Opération « Masse critique » contre Rallye de France

Alors que la semaine de la mobilité douce n’est pas terminée (le 22 septembre), on voit déjà fleurir la propagande pour le Rallye vroum vroum magnifiquement sponsorisé par Total, Crédit Mutuel , RedBull et Play Station et soutenu par des aides publiques de plus d’un million d’euros. 404 km de courses dans toute l’Alsace entre le jeudi 4 octobre et le dimanche 7 octobre. Une spéciale, pardon une super spéciale, se déroulera à Mulhouse comme l’année dernière autour du Palais des sports, le vendredi 5 octobre 2012. Subvention municipale 100.000 euros sans compter les autres coûts pour la mobilisation des services de la Ville.
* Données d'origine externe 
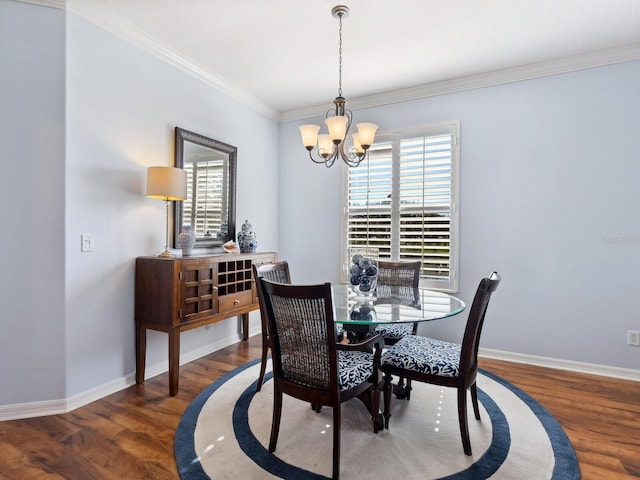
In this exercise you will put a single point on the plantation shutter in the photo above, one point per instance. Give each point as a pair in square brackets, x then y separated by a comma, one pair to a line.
[369, 202]
[402, 203]
[426, 203]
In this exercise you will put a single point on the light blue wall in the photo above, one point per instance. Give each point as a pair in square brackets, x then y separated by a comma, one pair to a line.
[78, 141]
[32, 63]
[122, 107]
[549, 198]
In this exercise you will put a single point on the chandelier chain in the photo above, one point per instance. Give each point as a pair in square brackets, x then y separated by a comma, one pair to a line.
[340, 58]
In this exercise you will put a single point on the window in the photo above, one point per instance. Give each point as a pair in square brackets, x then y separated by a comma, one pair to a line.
[403, 202]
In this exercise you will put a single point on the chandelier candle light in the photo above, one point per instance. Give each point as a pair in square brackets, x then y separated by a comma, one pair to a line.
[332, 145]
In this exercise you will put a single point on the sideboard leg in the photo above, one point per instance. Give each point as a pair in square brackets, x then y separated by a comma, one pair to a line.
[174, 360]
[141, 351]
[245, 327]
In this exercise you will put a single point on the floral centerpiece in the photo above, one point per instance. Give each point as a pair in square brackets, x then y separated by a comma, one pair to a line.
[363, 274]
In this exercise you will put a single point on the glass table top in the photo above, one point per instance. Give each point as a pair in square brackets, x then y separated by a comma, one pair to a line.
[391, 304]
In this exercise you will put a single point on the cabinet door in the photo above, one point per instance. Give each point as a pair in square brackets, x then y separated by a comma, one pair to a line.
[198, 289]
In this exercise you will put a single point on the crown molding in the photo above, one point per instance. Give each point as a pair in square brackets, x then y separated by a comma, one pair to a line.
[47, 3]
[489, 79]
[109, 22]
[113, 24]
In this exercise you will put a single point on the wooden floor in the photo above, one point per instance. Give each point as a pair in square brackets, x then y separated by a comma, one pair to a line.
[129, 435]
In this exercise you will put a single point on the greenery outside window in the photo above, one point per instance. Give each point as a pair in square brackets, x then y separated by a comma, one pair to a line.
[403, 202]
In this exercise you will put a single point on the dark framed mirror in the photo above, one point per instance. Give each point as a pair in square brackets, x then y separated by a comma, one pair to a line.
[210, 206]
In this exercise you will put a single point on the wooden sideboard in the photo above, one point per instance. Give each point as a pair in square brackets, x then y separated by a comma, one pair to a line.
[177, 294]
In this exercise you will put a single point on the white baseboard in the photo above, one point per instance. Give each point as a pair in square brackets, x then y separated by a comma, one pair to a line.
[55, 407]
[569, 365]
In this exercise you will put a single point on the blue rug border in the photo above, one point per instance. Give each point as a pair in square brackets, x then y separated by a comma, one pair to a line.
[189, 467]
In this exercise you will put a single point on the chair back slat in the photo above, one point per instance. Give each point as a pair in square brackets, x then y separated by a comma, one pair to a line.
[403, 274]
[475, 322]
[302, 331]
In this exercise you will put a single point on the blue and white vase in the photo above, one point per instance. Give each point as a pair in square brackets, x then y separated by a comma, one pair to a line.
[186, 240]
[247, 238]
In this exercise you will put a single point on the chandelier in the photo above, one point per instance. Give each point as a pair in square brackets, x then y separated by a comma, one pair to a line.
[333, 144]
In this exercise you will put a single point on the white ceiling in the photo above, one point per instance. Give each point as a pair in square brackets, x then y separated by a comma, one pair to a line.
[284, 53]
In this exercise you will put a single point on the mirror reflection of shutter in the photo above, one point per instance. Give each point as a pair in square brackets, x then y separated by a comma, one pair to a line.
[425, 203]
[209, 181]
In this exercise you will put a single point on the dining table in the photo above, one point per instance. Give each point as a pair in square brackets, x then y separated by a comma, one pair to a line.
[359, 314]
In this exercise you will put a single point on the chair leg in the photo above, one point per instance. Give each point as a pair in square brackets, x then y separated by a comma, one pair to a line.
[336, 442]
[474, 401]
[263, 366]
[275, 423]
[374, 396]
[388, 390]
[462, 419]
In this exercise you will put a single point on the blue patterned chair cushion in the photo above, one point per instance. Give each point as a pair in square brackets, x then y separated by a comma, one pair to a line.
[424, 355]
[354, 367]
[395, 331]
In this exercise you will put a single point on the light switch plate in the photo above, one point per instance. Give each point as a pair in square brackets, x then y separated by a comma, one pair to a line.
[87, 242]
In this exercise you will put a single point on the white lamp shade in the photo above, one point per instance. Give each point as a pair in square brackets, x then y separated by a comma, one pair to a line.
[356, 144]
[337, 127]
[309, 135]
[166, 183]
[325, 145]
[366, 133]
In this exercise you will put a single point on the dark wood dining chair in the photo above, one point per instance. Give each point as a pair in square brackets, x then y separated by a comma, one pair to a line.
[443, 363]
[404, 275]
[277, 272]
[309, 365]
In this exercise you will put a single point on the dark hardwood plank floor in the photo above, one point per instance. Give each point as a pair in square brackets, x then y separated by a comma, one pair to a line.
[130, 434]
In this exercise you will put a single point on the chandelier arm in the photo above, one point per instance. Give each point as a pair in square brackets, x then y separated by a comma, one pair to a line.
[327, 161]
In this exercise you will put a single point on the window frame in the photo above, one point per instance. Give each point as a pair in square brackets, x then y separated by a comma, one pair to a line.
[395, 136]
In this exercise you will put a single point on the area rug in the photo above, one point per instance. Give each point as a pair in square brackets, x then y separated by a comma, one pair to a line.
[224, 434]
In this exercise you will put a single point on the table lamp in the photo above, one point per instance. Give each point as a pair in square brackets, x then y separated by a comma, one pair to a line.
[166, 183]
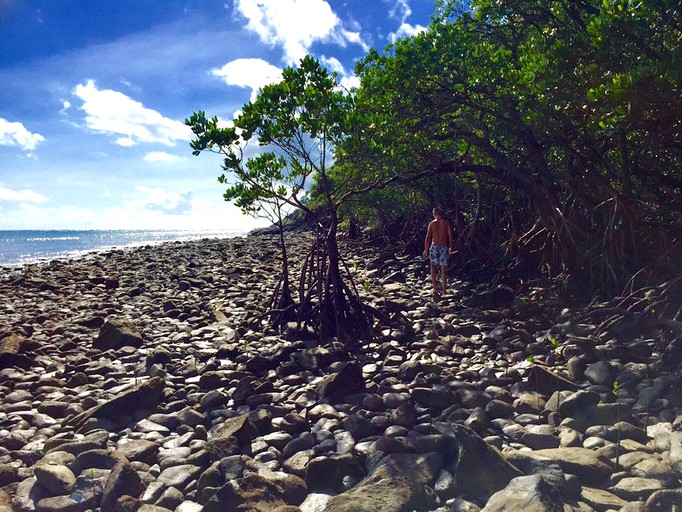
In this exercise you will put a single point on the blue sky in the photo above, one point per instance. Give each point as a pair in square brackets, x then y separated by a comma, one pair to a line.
[94, 93]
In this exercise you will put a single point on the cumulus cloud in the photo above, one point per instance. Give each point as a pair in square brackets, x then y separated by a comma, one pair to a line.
[171, 203]
[113, 113]
[16, 134]
[401, 10]
[162, 156]
[22, 196]
[294, 24]
[406, 30]
[249, 73]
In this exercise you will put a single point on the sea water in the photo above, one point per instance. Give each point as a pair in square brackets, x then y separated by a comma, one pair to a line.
[18, 247]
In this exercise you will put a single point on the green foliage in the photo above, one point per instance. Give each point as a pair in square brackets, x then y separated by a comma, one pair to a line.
[557, 123]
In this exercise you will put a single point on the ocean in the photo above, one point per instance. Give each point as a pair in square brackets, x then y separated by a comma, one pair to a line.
[19, 247]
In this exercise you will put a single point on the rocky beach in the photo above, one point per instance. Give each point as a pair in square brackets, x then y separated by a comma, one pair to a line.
[146, 379]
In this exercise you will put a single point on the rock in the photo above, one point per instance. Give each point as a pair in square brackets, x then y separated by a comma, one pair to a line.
[437, 399]
[333, 474]
[600, 373]
[636, 488]
[398, 482]
[179, 476]
[97, 458]
[676, 451]
[528, 493]
[140, 450]
[10, 348]
[253, 492]
[547, 382]
[56, 478]
[116, 333]
[585, 464]
[123, 481]
[600, 499]
[8, 474]
[480, 469]
[580, 400]
[347, 381]
[235, 434]
[144, 396]
[664, 500]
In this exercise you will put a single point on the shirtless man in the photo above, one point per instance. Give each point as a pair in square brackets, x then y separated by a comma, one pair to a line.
[438, 244]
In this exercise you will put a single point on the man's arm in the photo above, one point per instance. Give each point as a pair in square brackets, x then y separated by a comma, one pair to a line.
[451, 238]
[427, 240]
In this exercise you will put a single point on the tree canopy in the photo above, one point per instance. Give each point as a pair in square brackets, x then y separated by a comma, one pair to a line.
[551, 129]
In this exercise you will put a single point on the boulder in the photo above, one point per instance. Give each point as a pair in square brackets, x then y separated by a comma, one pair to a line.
[528, 493]
[231, 438]
[10, 348]
[123, 481]
[586, 464]
[116, 333]
[144, 396]
[480, 469]
[399, 482]
[255, 493]
[347, 381]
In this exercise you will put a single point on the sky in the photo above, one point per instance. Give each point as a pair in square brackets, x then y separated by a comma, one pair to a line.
[94, 94]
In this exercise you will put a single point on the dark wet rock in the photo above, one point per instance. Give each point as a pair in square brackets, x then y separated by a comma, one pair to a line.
[254, 492]
[600, 499]
[547, 382]
[234, 436]
[144, 396]
[600, 372]
[116, 333]
[347, 381]
[140, 450]
[585, 464]
[437, 399]
[480, 469]
[56, 478]
[333, 474]
[98, 458]
[123, 481]
[664, 500]
[397, 482]
[8, 474]
[578, 401]
[528, 493]
[10, 348]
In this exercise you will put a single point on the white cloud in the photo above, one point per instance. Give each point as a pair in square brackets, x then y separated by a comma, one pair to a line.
[162, 156]
[22, 196]
[249, 73]
[400, 10]
[158, 199]
[406, 30]
[293, 24]
[113, 113]
[349, 82]
[15, 134]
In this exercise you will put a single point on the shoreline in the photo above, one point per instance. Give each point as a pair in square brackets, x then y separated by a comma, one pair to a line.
[74, 254]
[146, 375]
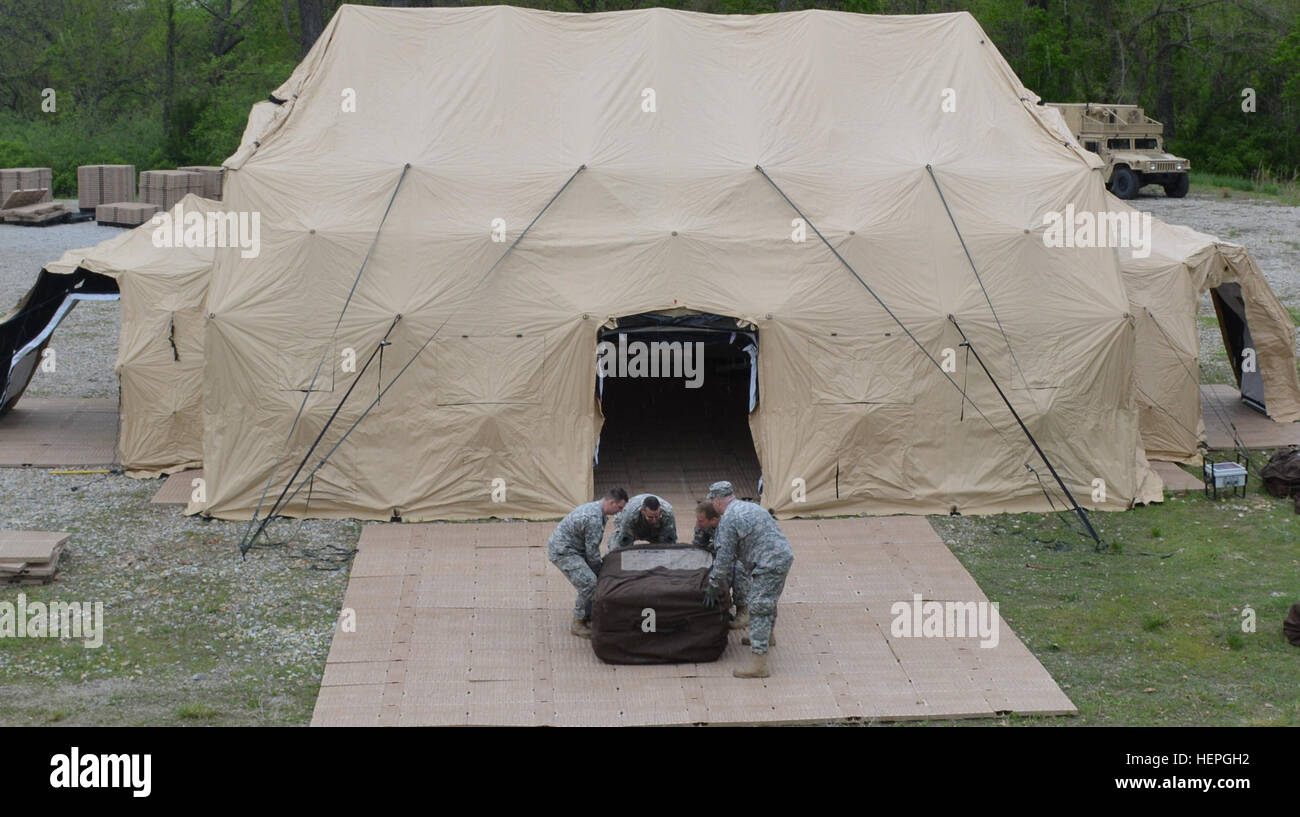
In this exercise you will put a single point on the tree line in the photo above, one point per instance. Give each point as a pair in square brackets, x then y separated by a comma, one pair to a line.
[169, 82]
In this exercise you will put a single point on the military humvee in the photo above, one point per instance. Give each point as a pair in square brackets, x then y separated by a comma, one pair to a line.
[1130, 143]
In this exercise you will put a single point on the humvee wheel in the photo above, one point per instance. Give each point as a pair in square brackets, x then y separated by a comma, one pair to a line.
[1123, 184]
[1178, 189]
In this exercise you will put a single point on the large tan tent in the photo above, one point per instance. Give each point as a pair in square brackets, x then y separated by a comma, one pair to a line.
[406, 134]
[472, 198]
[163, 285]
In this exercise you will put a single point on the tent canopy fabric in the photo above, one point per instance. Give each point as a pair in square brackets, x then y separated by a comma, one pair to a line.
[163, 286]
[655, 160]
[668, 112]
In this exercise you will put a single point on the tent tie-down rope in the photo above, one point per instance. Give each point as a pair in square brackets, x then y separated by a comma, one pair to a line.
[1025, 428]
[1213, 400]
[281, 501]
[983, 289]
[245, 547]
[246, 540]
[883, 305]
[931, 358]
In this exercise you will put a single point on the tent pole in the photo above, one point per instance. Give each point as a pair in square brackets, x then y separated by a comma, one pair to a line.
[1025, 428]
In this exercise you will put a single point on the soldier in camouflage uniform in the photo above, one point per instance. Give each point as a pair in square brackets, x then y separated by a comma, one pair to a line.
[749, 532]
[706, 528]
[575, 548]
[645, 517]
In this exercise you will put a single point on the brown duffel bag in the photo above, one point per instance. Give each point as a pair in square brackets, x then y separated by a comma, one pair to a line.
[1291, 626]
[1282, 474]
[649, 606]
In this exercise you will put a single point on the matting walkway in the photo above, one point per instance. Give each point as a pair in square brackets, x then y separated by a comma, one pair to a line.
[468, 625]
[51, 432]
[1221, 403]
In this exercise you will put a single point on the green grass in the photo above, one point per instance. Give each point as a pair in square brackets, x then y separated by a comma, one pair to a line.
[196, 712]
[1149, 631]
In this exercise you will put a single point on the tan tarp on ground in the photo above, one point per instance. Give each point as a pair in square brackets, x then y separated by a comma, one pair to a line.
[163, 292]
[494, 108]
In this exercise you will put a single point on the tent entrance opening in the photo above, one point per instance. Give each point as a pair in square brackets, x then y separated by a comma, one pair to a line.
[676, 393]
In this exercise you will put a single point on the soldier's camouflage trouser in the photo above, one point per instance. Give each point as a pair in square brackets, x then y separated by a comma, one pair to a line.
[740, 584]
[765, 588]
[580, 575]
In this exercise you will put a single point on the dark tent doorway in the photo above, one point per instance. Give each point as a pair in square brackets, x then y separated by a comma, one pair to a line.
[1230, 307]
[675, 427]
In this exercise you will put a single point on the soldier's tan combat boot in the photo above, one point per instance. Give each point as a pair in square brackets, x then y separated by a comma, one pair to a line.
[757, 668]
[741, 619]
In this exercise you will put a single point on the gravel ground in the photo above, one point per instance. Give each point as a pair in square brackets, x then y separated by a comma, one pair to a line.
[193, 632]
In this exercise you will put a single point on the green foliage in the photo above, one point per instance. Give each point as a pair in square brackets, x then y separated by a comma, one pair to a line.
[169, 82]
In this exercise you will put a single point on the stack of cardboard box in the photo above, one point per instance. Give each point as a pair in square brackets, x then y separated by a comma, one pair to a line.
[26, 178]
[167, 187]
[212, 178]
[125, 214]
[30, 557]
[102, 184]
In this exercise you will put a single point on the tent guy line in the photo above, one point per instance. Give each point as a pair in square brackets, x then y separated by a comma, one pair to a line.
[983, 289]
[966, 342]
[243, 547]
[883, 305]
[246, 540]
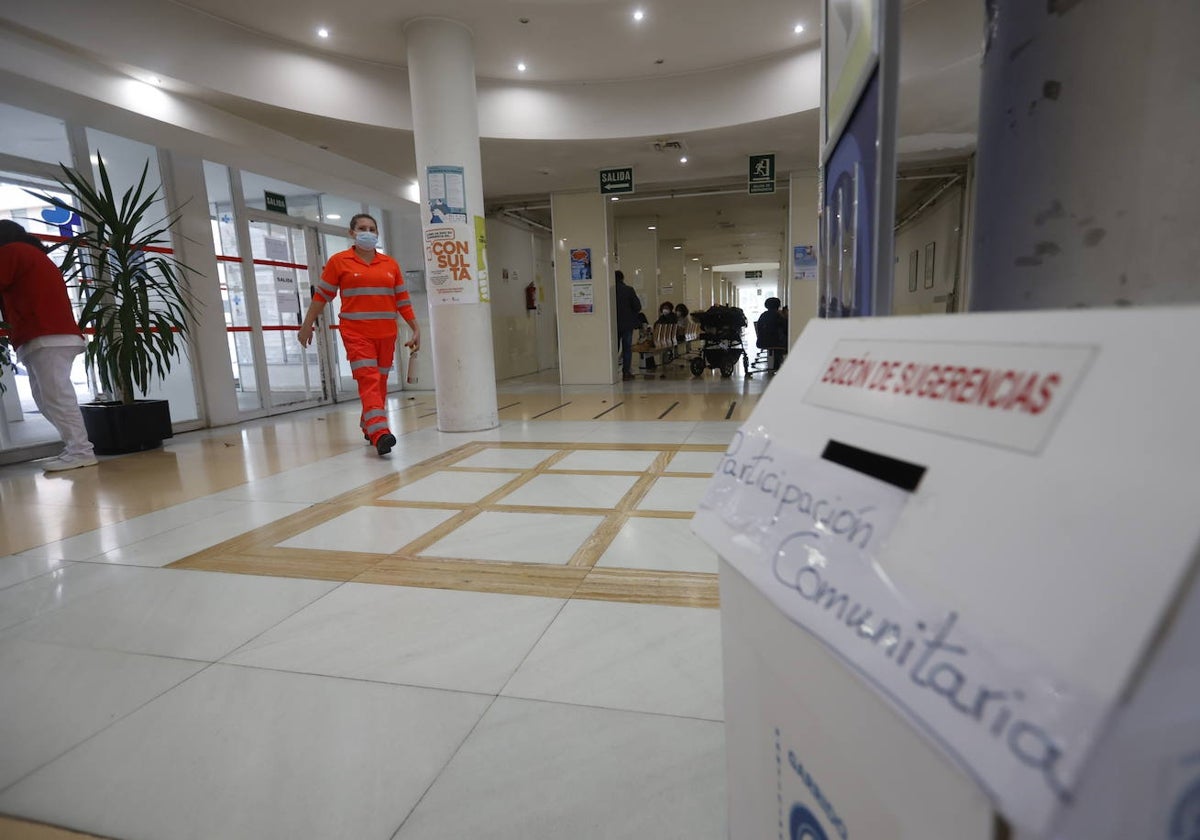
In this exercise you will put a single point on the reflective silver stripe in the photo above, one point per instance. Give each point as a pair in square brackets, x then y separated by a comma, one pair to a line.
[366, 291]
[367, 316]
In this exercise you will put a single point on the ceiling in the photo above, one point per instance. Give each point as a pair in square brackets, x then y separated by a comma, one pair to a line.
[573, 48]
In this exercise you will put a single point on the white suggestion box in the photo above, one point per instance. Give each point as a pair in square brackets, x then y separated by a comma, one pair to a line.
[958, 581]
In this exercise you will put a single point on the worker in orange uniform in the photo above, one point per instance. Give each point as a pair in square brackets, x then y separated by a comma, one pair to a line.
[372, 289]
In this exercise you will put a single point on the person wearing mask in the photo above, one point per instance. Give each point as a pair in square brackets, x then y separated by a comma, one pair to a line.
[682, 321]
[372, 291]
[46, 336]
[772, 333]
[629, 306]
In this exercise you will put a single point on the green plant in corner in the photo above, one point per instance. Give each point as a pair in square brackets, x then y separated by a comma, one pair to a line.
[136, 304]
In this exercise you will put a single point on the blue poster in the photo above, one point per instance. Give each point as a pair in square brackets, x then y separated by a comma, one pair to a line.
[850, 213]
[581, 265]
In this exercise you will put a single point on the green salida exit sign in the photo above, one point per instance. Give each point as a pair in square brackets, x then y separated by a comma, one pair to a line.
[275, 202]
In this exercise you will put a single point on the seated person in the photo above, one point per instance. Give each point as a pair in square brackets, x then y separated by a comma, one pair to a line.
[666, 313]
[772, 331]
[682, 321]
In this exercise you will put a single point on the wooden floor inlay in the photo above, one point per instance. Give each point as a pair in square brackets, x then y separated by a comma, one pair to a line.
[259, 551]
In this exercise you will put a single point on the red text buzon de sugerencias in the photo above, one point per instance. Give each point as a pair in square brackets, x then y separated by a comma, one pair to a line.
[1003, 389]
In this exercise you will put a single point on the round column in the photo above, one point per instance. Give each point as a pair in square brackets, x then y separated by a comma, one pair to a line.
[1087, 168]
[445, 125]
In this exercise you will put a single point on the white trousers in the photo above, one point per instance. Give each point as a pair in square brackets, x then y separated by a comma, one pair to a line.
[49, 379]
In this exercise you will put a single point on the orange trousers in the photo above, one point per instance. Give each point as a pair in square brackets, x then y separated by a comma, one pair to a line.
[371, 360]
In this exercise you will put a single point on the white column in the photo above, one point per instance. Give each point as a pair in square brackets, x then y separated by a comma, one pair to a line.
[1087, 172]
[803, 297]
[445, 126]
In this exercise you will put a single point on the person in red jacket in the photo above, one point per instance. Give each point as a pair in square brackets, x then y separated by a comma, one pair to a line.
[46, 336]
[372, 291]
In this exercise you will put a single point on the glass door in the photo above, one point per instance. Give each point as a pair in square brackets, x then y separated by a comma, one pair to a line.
[265, 317]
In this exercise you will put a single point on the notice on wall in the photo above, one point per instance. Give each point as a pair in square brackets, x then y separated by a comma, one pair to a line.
[287, 292]
[445, 196]
[581, 265]
[450, 264]
[582, 300]
[804, 262]
[805, 532]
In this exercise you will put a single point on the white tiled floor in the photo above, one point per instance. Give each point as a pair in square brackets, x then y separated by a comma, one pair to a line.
[666, 545]
[456, 486]
[549, 771]
[517, 538]
[467, 641]
[381, 531]
[675, 493]
[147, 702]
[571, 491]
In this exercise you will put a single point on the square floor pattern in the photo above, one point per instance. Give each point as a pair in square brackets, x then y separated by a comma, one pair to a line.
[557, 520]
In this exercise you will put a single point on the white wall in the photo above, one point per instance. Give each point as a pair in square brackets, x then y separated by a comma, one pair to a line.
[636, 251]
[929, 241]
[587, 341]
[510, 268]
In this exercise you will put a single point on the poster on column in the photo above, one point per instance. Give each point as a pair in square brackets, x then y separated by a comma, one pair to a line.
[445, 195]
[582, 300]
[451, 265]
[804, 262]
[485, 289]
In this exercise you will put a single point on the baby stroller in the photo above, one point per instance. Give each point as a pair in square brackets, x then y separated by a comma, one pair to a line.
[721, 333]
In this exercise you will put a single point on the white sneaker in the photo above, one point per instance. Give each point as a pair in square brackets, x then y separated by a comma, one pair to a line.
[69, 462]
Non seulement ces gens sont largement sponsorisés mais ils détournent de la collectivité de l’argent qui serait bien plus utile ailleurs. Et pour un piètre résultat. Le passage de projectiles publicitaires plus ou moins colorés atteint tout de même au non-spectacle par excellence, encore plus pour ceux – les plus nombreux – qui, massés derrière des grillages, n’ont pas le privilège de le voir du haut d’un hélicoptère ou depuis une tribune. Le rallye devient alors le spectacle de ceux qui vont voir un spectacle qui n’en est pas un. On souligne peu un autre paradoxe : lancer des bolides à vitesse maximale dans un quartier dont la vocation est d’être une zone à 30 km/h. On note aussi que des subventions publiques sont accordées pour que le rallye fasse une assez choquante promotion …du bénévolat pour la manutention, la logistique, l’accueil, la sécurité (sic), l’intendance. Pour finir, je renvoie au texte que nous publiions l’an dernier Du rallye comme propédeutique à la vulgarité qui se concluait en ces termes :

« Que le rallye entraîne des nuisances environnementales, que les dépenses qu’il entraîne constituent en ces temps de crise financière un scandaleux mésusage de l’argent public est chose entendue ; encore faut-il souligner les nuisances sociétales et mentales induites par de tels spectacles. En promouvant une manifestation barbare, en donnant pour exemple à notre jeunesse un champion tous azimuts de l’expatriation fiscale, c’est une pédagogie négative que pratiquent nos élus, une propédeutique à la bêtise, à la vulgarité et à l’incivisme dont ils feindront ultérieurement de déplorer les trop prévisibles conséquences».

Aussi pour manifester l’opposition au rallye de France et pour demander plus de mobilité douce, une manifestation dite « masse critique » est organisée samedi 29 septembre à 15h devant la gare de Mulhouse. A pied, à vélo, en roller, en tram ou en train, il s’agit d’atteindre la « masse critique » dans ce nœud de l’intermodalité. Cette action s’inscrit dans les actions du collectif ras-le rallye avec d’autres associations de Mulhouse et du Haut-Rhin. Ce terme de « masse critique » qui dans son acception sociale désigne une manif à vélo est finalement assez intéressante. On pourrait l’étendre aux autres domaines évoqués en utilisant l’épithète critique au sens de suffisant pour. Il s’agit à chaque fois d’être suffisamment nombreux pour passer les feux rouges.